Too tired to move his port nacelle. Too broken.
Starboard nacelle feels around the hole. The wingtip snaps off, falls to his belly, slides into the silver.
Focus, but
It’s flooding, that alien, that lifeblood. Choking, gasping. Somewhere, a line of code reminds him that there’s a human buried inside that ruined sculpture of metal.
i’m sorry
i’m
His nacelle falls back into the ocean, the wingblades now useless.
i’m
and the ten years after the Unravel Moment saw the birth of a metageneration.
In his divine wisdom, the Episiarch Paul Evan Hughes, beginning with that day of flights and flames, engineered a corridor into Upwhen, bringing order to all improbability.
“And if your heart should wander, if someone more interesting should come along to fill up those places that I couldn’t reach with a bigger dick, a bigger brain, or a bigger heart, go to him; follow him to the place you’ll call home. Live in that new love, breathe him into and through yourself, cover your past in new memories and sights, new tastes and nights without sleep, just your gasping, grating, puddling, and love him; love him as you’d loved me, but deeper, faster, harder. Love him as if he’s forever, as if he’s home. Forget this…
everything
, this person, the moments we breathed as one, when I entered you and we felt fire, that tide, that blood. Love him with ease and joy, overwhelmed and filled up. Love him entirely, because know that someday I’ll find you.”
He squeezed and felt her voice try to escape from beneath his thumb. Her neck was so thin.
“Know that I’ll find you.”
There are of course connections that imply a verifiable cosmology, a totality of phenomena constituting all of time and space. Beyond theoretical physics, string theory and the anthropic principle, there is a fundamental symmetry to existence that is better described through a defined set of characteristics in the known megaverse embodied in the form of a particular set of children born in the summer and autumn of the second year of the third millennium.
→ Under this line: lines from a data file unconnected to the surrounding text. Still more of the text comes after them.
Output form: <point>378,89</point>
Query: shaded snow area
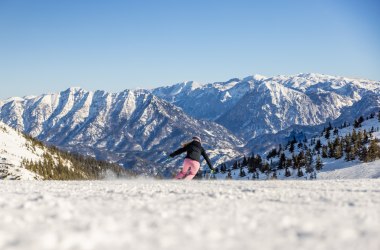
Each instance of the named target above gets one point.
<point>143,214</point>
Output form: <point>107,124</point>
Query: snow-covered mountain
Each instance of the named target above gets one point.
<point>133,128</point>
<point>137,127</point>
<point>24,158</point>
<point>348,151</point>
<point>259,105</point>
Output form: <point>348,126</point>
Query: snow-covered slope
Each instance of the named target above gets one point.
<point>14,148</point>
<point>24,158</point>
<point>133,128</point>
<point>347,152</point>
<point>207,215</point>
<point>257,105</point>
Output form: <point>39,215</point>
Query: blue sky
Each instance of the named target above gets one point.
<point>49,45</point>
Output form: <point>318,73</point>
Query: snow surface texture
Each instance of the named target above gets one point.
<point>144,214</point>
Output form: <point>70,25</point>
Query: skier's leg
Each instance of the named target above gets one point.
<point>193,170</point>
<point>185,168</point>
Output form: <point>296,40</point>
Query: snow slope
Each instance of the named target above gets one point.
<point>192,215</point>
<point>356,171</point>
<point>14,147</point>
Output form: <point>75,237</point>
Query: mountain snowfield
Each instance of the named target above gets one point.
<point>14,148</point>
<point>332,168</point>
<point>257,105</point>
<point>24,158</point>
<point>132,128</point>
<point>138,128</point>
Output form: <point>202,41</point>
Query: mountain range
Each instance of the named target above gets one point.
<point>137,128</point>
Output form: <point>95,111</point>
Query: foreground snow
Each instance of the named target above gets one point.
<point>143,214</point>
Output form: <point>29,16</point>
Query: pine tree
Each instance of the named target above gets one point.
<point>327,134</point>
<point>281,162</point>
<point>287,172</point>
<point>299,172</point>
<point>373,150</point>
<point>318,146</point>
<point>318,163</point>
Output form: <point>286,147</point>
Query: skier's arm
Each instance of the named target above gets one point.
<point>178,151</point>
<point>205,156</point>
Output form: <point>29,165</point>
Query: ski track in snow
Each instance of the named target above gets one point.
<point>148,214</point>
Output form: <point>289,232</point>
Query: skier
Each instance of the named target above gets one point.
<point>191,163</point>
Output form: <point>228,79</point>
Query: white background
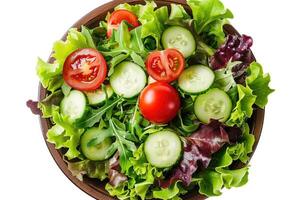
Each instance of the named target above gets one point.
<point>28,29</point>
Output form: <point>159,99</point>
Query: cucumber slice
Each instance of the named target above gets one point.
<point>98,96</point>
<point>214,104</point>
<point>196,79</point>
<point>128,79</point>
<point>163,149</point>
<point>151,80</point>
<point>95,144</point>
<point>179,38</point>
<point>73,106</point>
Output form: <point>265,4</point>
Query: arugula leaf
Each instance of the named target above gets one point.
<point>125,147</point>
<point>134,123</point>
<point>259,83</point>
<point>93,116</point>
<point>115,61</point>
<point>243,108</point>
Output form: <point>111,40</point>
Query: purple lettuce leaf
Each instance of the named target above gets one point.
<point>198,149</point>
<point>114,175</point>
<point>236,48</point>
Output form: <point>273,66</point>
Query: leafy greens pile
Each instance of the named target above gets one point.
<point>206,165</point>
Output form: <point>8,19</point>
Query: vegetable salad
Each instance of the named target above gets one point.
<point>155,102</point>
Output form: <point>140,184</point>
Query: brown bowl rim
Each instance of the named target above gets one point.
<point>256,121</point>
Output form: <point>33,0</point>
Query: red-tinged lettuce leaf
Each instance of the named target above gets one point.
<point>114,174</point>
<point>198,149</point>
<point>210,138</point>
<point>236,48</point>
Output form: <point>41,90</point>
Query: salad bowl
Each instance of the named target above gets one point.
<point>93,187</point>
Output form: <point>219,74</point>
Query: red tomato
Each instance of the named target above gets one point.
<point>159,102</point>
<point>117,17</point>
<point>85,69</point>
<point>165,65</point>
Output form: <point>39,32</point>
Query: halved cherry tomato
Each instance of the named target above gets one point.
<point>159,102</point>
<point>85,69</point>
<point>165,65</point>
<point>117,17</point>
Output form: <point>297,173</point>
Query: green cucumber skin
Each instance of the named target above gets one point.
<point>92,102</point>
<point>63,104</point>
<point>89,135</point>
<point>186,40</point>
<point>116,79</point>
<point>199,91</point>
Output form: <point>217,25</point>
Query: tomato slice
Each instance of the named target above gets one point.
<point>165,65</point>
<point>159,102</point>
<point>117,17</point>
<point>85,69</point>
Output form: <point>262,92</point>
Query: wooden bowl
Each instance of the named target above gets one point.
<point>94,187</point>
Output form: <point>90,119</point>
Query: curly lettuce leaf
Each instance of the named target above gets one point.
<point>49,75</point>
<point>152,21</point>
<point>141,176</point>
<point>75,40</point>
<point>178,12</point>
<point>122,192</point>
<point>224,78</point>
<point>197,152</point>
<point>259,83</point>
<point>243,108</point>
<point>64,134</point>
<point>50,102</point>
<point>241,150</point>
<point>172,192</point>
<point>93,169</point>
<point>219,174</point>
<point>206,12</point>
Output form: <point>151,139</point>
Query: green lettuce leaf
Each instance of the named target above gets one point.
<point>243,108</point>
<point>50,102</point>
<point>259,83</point>
<point>141,176</point>
<point>64,134</point>
<point>93,169</point>
<point>206,12</point>
<point>172,192</point>
<point>122,192</point>
<point>224,78</point>
<point>209,17</point>
<point>49,75</point>
<point>152,21</point>
<point>241,150</point>
<point>75,40</point>
<point>178,12</point>
<point>219,174</point>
At the St. Elizabeth Regional Medical Center in Lincoln, Nebraska, early on the morning of August 16th, 2002, a boy was born to Tyler Jennings and Jessamyn Smith. He emerged screaming, bloodied from the tear he had rent in his mother. His parents named him after his paternal uncle who had been killed eleven months prior: David.
A midwife delivered a daughter to Judeh Hassan, widow of industrialist Antonio Cervera, at the Cervera estate in Los Angeles on September 9th, 2002, almost a year to the day Cervera had been killed. The couple had tried unsuccessfully for seven years to have a child, and fortunately, enough of Cervera’s semen had been cold-stored at a fertility clinic to allow an in-vitro fertilization to finally take place. Judeh Hassan named her daughter Antonia, in honor of the child’s father.